= Camille Akeju =

American curator and educator

Camille Giraud Akeju is American curator and educator. She is the former director of the Anacostia Community Museum in Washington, D.C.

== Biography ==
Camille Akeju grew up in Mount Vernon, New York. She attended college in Jacksonville University, in 1968, and was one of six students to be integrated in the dorms. She ended up leaving Jacksonville and attended Howard University, where she earned a bachelor's degree in art education, a minor in printmaking, and her master's degree in art history. While at Howard, she would intern at the Smithsonian Museum of American Art.
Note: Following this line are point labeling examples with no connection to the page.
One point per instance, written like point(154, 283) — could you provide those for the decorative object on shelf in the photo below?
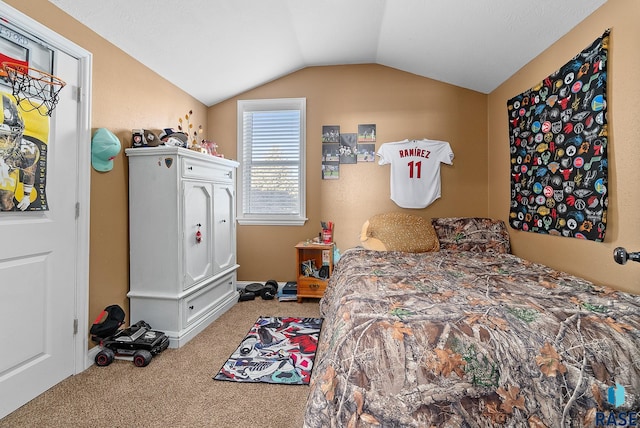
point(105, 146)
point(211, 148)
point(192, 142)
point(327, 232)
point(621, 256)
point(171, 137)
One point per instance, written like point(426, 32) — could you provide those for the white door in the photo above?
point(38, 272)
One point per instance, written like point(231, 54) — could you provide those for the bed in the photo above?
point(470, 335)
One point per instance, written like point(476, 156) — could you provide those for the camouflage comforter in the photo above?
point(470, 339)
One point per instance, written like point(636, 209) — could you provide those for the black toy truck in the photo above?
point(137, 343)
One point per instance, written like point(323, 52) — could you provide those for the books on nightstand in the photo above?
point(289, 292)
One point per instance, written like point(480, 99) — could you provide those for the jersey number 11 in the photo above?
point(417, 166)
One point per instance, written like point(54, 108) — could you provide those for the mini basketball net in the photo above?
point(35, 86)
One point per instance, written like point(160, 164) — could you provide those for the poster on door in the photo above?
point(23, 157)
point(24, 131)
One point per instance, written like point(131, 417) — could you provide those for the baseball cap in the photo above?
point(105, 146)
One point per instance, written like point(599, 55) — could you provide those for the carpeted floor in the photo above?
point(176, 389)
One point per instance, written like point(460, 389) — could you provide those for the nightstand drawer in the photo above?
point(311, 287)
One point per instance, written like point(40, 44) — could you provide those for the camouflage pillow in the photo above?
point(472, 234)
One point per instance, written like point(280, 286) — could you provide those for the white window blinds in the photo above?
point(272, 161)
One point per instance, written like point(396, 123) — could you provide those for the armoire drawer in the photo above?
point(197, 168)
point(201, 302)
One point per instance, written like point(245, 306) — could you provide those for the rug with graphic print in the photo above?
point(276, 350)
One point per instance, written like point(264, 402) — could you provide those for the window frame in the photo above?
point(272, 105)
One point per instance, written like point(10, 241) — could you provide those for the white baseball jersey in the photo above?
point(415, 170)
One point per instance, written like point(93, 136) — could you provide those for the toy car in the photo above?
point(137, 343)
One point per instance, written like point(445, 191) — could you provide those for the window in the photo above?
point(271, 143)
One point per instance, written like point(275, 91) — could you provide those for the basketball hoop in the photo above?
point(35, 86)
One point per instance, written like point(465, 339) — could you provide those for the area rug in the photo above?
point(276, 350)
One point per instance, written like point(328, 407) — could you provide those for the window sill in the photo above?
point(271, 222)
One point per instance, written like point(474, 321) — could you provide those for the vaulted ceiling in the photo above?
point(216, 49)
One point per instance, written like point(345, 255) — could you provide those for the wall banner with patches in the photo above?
point(558, 142)
point(24, 131)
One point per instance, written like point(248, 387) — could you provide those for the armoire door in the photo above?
point(224, 227)
point(198, 233)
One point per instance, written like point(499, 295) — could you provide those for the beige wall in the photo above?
point(126, 95)
point(591, 260)
point(402, 105)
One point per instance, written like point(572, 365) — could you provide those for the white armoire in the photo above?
point(182, 232)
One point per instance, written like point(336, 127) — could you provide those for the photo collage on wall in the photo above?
point(346, 148)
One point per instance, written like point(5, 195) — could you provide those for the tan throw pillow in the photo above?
point(399, 232)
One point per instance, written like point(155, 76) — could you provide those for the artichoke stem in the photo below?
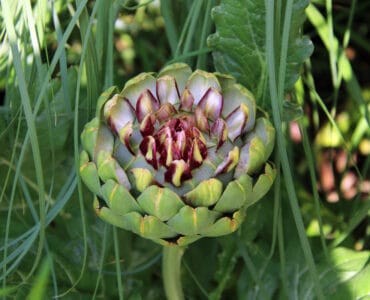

After graduation, Akeju worked briefly as professor at Fisk University. She married a fellow professor, who was born in Nigeria. The couple would live in Nigeria for two years and then move back to Mount Vernon. Upon their return, she started working at the Association of Community-Based Artists of Westchester Center for the Arts. Akeju then worked, for seven years, at the Mind-Builders Creative Arts Center in the Bronx. She was the president and CEO of the Harlem School of the Arts for six years. She also worked at the New York Transit Museum. In 2006, she became the director of the Anacostia Community Museum. In 2014, while in this role, Akeju gave a lecture at the Hunt Museum in Limerick in partnership with the Irish Museums Association.